未来を担う子どもたちに絶対的に不可欠な学業。その学費の支払いが困難となり、消費者金融など高利貸からの借金で穴埋めする親が、増えて来ているのだとか。私塾の経営者に理由を尋ねてみました。
「保護者の収入が減ってきてしまっていることが、なによりの要因でしょう。学費の支払いが困難な場合、就学支援のシステムは、公立の学校なら、その学校のある地方自治体に、私学でも、私学独自のものが用意されてあるはずなのですが、それらを利用することで、知り合いに知られるのが恥ずかしい、というような、ちょっと悪いコトバで言ってしまえば、親の見栄のようなものがあるようですね。消費者金融で借りるより、そうした公的な基金に頼った方が、金銭的負担はよっぽど少ないのですが、残念ながら、見栄の方を大事にしてしまうというのは、非常に残念なことです」。

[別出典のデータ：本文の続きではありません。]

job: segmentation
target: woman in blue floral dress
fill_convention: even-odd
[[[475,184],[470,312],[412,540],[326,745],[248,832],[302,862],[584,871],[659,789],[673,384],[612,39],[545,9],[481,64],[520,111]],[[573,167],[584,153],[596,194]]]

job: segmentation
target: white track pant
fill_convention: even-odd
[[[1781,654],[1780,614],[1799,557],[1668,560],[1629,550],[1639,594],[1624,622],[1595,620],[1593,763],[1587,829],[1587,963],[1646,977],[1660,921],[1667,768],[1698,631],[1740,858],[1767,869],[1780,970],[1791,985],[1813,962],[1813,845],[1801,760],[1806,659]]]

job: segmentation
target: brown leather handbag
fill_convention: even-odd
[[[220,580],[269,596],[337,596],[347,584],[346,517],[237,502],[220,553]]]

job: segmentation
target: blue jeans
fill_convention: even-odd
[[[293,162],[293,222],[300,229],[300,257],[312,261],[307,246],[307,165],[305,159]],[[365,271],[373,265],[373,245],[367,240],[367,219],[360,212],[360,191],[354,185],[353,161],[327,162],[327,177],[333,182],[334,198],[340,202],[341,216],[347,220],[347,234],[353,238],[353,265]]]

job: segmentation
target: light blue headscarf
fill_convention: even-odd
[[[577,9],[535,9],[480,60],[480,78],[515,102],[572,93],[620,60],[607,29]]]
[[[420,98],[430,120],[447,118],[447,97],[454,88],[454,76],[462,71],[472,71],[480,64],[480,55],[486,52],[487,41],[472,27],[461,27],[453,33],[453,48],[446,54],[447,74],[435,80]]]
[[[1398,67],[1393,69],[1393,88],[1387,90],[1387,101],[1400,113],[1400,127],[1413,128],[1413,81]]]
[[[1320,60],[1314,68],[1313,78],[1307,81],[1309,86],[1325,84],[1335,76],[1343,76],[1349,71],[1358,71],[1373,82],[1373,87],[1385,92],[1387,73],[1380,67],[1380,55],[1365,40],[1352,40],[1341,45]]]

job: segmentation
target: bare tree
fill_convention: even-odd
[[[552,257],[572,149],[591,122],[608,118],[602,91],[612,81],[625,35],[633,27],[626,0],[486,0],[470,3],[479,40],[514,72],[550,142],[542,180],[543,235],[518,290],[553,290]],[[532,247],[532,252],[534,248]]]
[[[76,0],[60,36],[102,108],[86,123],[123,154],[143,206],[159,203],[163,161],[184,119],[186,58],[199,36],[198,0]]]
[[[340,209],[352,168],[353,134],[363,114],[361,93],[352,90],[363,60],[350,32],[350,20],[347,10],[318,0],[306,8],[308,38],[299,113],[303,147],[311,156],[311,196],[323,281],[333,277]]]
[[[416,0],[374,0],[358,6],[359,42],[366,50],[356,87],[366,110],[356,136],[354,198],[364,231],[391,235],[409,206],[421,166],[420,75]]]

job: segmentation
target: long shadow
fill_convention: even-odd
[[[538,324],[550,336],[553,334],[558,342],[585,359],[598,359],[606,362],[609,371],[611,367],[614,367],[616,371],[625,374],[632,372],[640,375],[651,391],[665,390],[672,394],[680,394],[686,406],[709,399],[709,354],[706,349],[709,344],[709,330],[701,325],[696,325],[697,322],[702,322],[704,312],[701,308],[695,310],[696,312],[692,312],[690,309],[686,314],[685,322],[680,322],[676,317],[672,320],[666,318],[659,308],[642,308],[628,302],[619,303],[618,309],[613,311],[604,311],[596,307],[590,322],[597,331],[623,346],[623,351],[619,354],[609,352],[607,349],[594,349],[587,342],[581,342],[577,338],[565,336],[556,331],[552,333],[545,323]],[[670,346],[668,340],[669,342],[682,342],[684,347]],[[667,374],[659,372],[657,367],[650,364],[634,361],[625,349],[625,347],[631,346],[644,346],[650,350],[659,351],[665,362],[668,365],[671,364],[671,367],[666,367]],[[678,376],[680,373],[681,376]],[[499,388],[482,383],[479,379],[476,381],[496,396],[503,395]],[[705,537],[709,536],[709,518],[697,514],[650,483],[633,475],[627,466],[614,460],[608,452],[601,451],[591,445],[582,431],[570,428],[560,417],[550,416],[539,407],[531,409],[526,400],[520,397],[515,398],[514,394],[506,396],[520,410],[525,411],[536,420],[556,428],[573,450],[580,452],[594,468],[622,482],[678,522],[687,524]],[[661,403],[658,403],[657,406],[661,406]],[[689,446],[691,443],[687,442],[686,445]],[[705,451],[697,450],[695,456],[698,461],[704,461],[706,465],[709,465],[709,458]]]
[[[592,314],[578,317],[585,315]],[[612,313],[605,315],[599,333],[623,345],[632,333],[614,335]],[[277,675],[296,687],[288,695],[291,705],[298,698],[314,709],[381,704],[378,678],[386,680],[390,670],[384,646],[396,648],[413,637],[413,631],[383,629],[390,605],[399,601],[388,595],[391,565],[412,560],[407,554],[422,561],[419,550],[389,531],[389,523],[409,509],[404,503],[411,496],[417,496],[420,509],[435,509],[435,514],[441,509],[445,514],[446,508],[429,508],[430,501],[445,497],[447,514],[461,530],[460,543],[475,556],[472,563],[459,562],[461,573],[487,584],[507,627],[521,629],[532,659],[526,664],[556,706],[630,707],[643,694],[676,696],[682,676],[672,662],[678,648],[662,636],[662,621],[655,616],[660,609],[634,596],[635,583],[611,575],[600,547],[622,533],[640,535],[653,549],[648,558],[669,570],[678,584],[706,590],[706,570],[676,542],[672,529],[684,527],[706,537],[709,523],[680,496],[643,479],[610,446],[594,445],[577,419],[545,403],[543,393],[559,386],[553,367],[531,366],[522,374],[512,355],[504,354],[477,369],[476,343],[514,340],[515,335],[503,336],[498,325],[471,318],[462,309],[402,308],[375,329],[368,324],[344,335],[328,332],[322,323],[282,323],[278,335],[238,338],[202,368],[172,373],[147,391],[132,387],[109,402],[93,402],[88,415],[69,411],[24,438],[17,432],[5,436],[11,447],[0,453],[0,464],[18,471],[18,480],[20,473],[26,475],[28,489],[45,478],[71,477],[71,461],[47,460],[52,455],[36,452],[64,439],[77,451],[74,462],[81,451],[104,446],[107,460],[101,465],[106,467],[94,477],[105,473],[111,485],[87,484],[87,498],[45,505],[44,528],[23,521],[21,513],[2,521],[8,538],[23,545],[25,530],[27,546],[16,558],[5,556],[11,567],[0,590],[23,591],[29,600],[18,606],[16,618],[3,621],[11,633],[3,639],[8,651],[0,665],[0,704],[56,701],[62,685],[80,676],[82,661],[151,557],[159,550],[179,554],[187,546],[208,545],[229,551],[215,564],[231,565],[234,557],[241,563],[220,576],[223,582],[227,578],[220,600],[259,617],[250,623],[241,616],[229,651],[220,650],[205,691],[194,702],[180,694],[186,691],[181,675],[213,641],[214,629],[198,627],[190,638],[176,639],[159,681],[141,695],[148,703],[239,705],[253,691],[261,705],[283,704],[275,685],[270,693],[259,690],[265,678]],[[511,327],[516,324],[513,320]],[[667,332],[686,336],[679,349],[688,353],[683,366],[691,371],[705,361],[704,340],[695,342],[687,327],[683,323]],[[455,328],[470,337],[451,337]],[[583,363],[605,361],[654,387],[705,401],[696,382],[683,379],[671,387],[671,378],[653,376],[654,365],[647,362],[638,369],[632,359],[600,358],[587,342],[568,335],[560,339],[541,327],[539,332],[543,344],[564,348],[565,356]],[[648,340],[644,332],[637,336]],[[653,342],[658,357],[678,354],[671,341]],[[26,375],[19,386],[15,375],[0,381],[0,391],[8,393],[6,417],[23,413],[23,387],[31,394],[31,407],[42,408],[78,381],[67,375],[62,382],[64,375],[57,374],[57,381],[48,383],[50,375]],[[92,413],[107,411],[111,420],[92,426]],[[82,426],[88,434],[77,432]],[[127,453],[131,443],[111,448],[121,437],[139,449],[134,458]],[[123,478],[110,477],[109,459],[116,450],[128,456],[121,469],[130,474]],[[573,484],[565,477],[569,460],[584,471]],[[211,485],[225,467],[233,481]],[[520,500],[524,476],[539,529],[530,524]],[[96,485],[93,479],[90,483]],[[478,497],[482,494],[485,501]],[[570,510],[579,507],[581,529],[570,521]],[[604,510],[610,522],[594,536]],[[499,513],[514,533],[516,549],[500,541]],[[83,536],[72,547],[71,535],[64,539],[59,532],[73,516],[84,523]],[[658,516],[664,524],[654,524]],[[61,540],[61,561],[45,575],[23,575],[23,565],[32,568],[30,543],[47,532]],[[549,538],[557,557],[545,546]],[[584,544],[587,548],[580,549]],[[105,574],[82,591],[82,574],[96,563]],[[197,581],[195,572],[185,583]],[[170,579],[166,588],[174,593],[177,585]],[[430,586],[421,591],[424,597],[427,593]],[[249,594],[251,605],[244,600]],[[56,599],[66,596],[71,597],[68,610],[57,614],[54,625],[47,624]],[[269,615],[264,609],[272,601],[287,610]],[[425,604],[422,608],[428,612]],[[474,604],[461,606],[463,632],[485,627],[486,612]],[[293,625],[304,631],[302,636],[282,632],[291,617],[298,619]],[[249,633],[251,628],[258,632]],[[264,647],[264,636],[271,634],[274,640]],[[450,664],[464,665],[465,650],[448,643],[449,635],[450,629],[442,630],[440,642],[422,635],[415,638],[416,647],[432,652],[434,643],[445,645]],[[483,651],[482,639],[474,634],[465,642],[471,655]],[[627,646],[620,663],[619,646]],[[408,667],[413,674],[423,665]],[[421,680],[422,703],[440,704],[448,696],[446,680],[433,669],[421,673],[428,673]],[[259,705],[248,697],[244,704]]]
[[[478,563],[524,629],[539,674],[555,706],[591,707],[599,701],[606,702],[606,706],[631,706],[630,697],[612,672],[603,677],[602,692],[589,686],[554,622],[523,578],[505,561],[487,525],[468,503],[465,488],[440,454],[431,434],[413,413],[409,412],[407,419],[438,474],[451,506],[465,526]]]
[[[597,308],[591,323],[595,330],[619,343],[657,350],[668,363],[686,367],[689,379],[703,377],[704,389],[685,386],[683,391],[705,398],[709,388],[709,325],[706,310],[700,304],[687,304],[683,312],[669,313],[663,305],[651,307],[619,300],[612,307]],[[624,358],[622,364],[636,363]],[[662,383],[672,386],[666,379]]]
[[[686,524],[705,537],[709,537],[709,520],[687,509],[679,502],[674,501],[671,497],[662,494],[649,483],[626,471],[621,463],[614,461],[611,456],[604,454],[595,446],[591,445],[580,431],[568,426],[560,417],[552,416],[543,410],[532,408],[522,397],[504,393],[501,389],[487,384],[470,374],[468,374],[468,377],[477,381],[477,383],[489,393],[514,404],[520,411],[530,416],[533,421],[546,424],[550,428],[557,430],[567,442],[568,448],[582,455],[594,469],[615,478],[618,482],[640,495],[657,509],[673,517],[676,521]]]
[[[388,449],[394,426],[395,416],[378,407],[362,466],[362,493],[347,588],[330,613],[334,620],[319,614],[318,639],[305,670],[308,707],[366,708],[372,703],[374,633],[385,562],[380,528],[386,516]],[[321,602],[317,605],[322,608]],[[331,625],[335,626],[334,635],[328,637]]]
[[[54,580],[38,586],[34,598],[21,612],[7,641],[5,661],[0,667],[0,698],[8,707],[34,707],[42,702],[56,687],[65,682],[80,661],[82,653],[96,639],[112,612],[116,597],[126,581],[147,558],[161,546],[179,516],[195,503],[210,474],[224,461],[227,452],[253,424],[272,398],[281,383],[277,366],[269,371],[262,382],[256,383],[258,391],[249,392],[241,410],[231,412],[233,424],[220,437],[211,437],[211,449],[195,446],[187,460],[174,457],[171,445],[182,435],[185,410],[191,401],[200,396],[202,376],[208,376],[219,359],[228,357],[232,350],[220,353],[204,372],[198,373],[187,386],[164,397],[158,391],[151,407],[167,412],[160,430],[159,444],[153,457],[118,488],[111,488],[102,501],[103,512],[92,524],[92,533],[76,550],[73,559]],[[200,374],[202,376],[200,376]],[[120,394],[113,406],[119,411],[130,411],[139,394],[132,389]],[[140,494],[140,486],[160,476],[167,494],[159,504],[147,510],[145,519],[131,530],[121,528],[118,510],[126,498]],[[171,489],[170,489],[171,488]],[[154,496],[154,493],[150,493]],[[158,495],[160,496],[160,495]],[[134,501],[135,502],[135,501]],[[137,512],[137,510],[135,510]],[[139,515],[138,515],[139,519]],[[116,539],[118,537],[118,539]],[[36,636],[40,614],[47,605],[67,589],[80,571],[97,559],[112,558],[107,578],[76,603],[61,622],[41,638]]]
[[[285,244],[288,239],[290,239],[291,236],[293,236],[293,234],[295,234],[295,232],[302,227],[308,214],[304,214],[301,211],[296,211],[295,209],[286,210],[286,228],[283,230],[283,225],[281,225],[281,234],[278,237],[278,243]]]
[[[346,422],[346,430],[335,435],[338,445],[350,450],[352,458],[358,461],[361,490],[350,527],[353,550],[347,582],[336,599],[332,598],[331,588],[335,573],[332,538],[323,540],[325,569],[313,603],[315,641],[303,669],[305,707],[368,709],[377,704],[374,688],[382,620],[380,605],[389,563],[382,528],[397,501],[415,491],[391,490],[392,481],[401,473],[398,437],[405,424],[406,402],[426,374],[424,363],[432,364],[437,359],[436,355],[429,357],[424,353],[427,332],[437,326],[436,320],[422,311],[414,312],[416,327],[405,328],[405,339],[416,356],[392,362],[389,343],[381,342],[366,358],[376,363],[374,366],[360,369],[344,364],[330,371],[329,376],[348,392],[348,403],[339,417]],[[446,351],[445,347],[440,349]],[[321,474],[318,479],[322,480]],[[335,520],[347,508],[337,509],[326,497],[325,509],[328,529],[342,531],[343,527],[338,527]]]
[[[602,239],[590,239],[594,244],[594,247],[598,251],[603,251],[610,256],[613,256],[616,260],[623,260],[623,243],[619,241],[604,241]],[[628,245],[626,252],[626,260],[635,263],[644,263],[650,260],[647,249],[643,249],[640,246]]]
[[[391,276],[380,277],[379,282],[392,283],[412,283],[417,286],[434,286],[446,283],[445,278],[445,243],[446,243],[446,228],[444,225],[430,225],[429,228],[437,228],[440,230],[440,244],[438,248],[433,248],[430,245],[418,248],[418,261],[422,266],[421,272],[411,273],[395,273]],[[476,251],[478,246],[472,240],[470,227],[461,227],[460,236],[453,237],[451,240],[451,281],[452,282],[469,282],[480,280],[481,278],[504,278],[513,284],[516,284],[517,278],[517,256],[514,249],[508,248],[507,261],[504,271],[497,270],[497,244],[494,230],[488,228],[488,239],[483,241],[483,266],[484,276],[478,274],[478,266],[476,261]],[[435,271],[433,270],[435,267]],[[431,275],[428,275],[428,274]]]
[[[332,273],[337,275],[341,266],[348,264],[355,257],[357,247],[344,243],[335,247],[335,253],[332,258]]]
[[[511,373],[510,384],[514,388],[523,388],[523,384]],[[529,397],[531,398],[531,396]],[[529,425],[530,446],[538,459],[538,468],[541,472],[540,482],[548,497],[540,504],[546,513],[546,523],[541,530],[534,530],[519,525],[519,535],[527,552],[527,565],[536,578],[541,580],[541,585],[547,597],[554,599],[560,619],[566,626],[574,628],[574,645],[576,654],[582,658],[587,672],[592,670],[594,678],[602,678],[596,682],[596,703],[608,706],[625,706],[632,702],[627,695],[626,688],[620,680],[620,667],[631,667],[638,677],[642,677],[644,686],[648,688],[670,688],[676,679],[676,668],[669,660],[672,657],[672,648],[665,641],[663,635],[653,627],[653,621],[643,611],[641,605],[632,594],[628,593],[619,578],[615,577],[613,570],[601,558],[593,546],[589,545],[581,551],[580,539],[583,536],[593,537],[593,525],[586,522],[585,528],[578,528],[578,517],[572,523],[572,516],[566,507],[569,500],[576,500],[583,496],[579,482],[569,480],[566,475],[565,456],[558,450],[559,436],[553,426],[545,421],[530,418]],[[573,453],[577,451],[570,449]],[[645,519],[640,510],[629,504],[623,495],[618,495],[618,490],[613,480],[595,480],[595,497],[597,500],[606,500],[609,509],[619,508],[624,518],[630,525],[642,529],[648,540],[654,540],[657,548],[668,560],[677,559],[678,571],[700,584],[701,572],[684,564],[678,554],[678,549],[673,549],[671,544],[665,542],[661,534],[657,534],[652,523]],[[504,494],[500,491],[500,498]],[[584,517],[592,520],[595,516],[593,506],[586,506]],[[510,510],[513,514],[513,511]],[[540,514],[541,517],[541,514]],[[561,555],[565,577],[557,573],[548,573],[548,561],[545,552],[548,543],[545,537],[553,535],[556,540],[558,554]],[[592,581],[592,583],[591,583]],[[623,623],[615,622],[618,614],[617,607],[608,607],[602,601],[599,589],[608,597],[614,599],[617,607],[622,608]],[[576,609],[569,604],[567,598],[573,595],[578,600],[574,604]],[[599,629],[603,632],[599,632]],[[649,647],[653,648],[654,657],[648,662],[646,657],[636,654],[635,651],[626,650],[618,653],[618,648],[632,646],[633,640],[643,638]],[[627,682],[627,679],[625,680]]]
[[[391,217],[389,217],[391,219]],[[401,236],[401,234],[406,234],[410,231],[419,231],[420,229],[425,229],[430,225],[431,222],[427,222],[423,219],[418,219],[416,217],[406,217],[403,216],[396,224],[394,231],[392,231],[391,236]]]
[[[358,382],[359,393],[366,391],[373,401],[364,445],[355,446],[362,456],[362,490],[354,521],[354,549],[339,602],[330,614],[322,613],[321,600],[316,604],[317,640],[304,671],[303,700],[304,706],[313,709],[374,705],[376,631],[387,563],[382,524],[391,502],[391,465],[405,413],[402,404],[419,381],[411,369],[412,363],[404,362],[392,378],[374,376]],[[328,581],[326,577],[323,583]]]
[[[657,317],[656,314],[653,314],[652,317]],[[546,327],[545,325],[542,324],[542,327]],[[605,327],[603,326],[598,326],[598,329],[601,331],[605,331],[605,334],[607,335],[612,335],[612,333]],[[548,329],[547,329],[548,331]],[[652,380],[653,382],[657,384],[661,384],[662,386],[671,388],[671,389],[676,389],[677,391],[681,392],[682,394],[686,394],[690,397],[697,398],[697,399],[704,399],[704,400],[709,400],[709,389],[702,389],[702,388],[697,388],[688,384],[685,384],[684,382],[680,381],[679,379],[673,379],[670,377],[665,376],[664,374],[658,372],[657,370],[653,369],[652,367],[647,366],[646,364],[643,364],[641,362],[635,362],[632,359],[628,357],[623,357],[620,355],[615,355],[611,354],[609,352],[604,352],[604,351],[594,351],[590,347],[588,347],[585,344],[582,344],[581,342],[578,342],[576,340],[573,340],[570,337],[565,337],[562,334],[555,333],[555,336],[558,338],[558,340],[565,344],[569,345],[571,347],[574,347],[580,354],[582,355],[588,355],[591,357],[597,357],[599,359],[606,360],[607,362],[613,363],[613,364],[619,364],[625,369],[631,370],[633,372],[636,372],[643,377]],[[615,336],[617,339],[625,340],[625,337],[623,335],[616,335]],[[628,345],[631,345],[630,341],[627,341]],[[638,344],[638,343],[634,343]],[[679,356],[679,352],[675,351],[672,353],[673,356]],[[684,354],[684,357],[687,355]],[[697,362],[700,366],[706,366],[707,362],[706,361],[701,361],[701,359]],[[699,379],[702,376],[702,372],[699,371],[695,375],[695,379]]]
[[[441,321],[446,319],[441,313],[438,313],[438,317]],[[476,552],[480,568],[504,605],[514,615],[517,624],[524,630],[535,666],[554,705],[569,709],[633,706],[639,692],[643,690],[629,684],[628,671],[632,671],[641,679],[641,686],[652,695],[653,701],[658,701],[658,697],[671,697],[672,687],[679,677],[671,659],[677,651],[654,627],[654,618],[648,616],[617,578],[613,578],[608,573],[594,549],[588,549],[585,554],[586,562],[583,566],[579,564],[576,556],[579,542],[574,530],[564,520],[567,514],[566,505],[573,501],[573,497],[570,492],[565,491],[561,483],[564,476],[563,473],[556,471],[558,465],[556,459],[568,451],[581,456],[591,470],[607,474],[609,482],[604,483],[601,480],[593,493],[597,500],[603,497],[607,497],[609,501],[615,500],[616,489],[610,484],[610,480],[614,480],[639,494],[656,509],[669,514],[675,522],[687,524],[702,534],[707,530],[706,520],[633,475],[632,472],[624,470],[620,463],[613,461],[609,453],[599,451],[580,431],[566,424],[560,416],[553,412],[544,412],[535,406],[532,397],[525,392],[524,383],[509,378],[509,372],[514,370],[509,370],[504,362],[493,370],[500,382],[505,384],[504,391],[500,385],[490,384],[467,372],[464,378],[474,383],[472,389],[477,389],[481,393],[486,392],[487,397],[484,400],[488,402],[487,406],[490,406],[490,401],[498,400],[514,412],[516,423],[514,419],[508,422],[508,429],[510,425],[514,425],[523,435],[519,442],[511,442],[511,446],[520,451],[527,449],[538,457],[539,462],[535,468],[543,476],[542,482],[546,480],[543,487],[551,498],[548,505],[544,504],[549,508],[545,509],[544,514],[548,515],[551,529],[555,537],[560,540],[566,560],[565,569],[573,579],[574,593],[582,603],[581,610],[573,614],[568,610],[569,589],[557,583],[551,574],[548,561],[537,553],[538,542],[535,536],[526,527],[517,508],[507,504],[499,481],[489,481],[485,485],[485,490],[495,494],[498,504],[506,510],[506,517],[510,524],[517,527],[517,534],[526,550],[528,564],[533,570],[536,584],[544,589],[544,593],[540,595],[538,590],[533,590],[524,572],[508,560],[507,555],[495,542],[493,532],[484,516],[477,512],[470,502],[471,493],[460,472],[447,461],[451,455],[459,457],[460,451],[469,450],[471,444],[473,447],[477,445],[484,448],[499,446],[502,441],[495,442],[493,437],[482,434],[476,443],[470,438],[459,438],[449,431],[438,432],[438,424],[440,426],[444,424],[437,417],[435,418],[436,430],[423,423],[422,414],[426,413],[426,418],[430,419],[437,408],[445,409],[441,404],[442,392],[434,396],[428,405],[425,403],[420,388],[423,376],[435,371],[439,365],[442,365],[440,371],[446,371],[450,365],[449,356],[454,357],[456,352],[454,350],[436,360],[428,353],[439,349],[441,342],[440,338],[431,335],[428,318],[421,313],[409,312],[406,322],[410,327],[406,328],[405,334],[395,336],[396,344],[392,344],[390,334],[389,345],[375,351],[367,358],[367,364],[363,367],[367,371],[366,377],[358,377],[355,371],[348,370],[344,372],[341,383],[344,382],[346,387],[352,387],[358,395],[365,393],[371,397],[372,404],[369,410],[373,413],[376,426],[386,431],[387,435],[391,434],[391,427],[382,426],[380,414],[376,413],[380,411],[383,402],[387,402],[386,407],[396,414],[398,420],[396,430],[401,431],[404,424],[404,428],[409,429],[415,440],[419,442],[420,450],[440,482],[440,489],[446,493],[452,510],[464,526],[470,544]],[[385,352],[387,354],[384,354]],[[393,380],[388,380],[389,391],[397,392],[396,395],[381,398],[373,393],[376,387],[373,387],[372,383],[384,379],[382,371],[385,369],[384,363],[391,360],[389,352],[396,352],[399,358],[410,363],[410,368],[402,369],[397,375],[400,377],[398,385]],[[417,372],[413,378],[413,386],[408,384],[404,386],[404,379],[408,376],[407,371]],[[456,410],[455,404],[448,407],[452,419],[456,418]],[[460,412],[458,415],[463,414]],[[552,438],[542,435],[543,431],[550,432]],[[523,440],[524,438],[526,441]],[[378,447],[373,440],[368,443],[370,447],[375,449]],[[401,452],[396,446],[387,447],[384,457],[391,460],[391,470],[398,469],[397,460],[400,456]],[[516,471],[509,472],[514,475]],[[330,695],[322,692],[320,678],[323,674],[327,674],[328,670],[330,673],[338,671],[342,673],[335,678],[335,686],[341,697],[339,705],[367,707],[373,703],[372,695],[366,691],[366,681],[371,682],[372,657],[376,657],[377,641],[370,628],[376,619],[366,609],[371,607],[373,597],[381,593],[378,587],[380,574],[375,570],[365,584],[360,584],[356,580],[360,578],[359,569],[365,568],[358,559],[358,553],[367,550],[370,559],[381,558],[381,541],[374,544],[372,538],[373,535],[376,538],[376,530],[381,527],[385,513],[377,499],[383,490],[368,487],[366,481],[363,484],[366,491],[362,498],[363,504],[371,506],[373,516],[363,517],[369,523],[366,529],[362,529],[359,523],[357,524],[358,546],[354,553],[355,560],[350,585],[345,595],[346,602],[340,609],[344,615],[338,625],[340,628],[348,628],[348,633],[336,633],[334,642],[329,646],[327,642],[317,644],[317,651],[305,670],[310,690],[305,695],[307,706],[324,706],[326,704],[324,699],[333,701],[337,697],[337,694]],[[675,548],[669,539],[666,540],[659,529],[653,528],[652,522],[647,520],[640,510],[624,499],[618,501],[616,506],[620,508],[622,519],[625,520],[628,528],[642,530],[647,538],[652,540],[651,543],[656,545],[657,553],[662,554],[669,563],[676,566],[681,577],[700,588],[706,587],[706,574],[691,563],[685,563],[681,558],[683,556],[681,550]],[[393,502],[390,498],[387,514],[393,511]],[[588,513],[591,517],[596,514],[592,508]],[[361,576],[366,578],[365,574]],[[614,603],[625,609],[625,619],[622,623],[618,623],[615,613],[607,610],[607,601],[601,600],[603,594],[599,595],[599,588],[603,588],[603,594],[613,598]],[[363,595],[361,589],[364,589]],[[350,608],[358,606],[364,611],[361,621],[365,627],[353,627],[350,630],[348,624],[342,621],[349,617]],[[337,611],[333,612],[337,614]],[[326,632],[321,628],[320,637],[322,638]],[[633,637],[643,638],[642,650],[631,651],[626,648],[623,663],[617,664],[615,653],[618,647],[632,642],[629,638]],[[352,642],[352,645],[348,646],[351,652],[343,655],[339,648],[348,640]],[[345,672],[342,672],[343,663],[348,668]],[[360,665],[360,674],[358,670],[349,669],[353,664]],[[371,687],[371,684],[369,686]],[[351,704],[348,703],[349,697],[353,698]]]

また、公立高校の学費全般は、親の収入に応じては、無償の場合もありますが、私立高校の場合は、大阪府などが一部免除、というようなシステムを導入していますが、全額免除、というところはありません。近年、私立高校に子どもを通わせる親たち中心に、私立高校での学費無償化に向けての署名活動も盛んに行われています。ただ、「私学はお金持ちの行くところ。高い学費が払えないというのなら、公立に編入させればよい」というような考えも根強く残り、実現への道のりは遠いようです。
「そのように法制化されてしまえば、恥ずかしい、という気持ちが消えて、消費者金融で借金をしてまで、という親は減ると思うのですがね」。
金銭的な親の見栄も気になるが、学業に関しての見栄もついつい、張ってしまい、「子どもの宿題をやってしまう親がいるのには閉口します。レポートなど、親が必死で子どもの課題の体裁を整えてしまうんですね。普段その子が使わないようなコトバ遣いで書いてくるので、もしや……、って気づいてしまいますよ。保護者はもっと、見栄から自由に、本来の子どもの素晴らしさを認め、他者との比較ではなく、現在の生活水準のありのままを受け入れ、肯定できるようになって欲しいです」。